In augustus stond Braet aan de start van zijn eerste grote ronde, de Vuelta. Hij ontgoochelde niet en werd in de slotweek zelfs nog een derde in Santander achter Kaden Groves en Pavel Bittner. Twee dagen later, op amper twee dagen van eindstation Madrid, maakte Braet ook nog deel uit van de vroege vlucht die 100 km standhield. Het zegt iets over de motor van de derdejaarsprof, die begin november 24 wordt.

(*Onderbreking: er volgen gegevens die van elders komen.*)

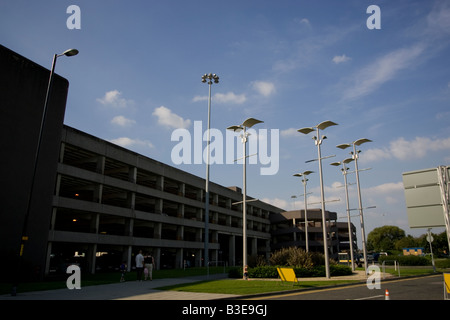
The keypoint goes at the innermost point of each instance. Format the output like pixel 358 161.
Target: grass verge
pixel 243 287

“Mijn debuut in een grote ronde was sowieso dit jaar voorzien. Het is de Vuelta geworden. Jammer genoeg waren er in deze editie niet veel sprintetappes. In eerste instanties was ik naar Spanje meegenomen om de sprint voor Arne Marit aan te trekken. In de slotweek kon ik vaker mijn kans gaan. Jammer dat ik in de rit naar Villablino, met in de finale een beklimming van ruim 20 km, mijn derailleur kapot reed en pas op twee km van de finish weer kon komen aansluiten. Anders had ik daar misschien wel heel dicht kunnen eindigen. Gelukkig kreeg ik vier dagen later nog een kans. Ik kom goed tot mijn recht in lastigere etappes waarbij de pure snelheid bij de sprinters al wat afgebot is.”
Klassiekers in 2025?
Vorige week verscheen Braet niet aan de start van de profkermiskoers in Zwevezele, het dorp waar hij samen met broers Vinnie en Axel opgroeide. “Jammer, want ik passeer er nog dikwijls op training. Ik heb echter nog een druk schema voor de boeg, met onder meer de Italiaanse najaarsklassiekers”, aldus Braet, die intussen al twee jaar in Hulste woont en nu al uitkijkt naar 2025. “De koersen die ik in 2024 gereden heb en waarin ik een dichte ereplaats kan behalen, zoals de Figueira Champions Classic, staan nu al met stip in mijn agenda aangeduid. Dat geldt ook voor de voorjaarsklassiekers. Hopelijk mag ik van de ploeg volgend seizoen ook wat meer kasseiklassiekers betwisten. Die moeten me zeker liggen. Dit jaar reed ik al Kuurne-Brussel-Kuurne en de E3 Saxo Classic in Harelbeke. In die eerste klassieker reed ik tot in Kortrijk voorop en in Harelbeke was ik eveneens verre van slecht. Ja, ik kijk er nu al naar uit.”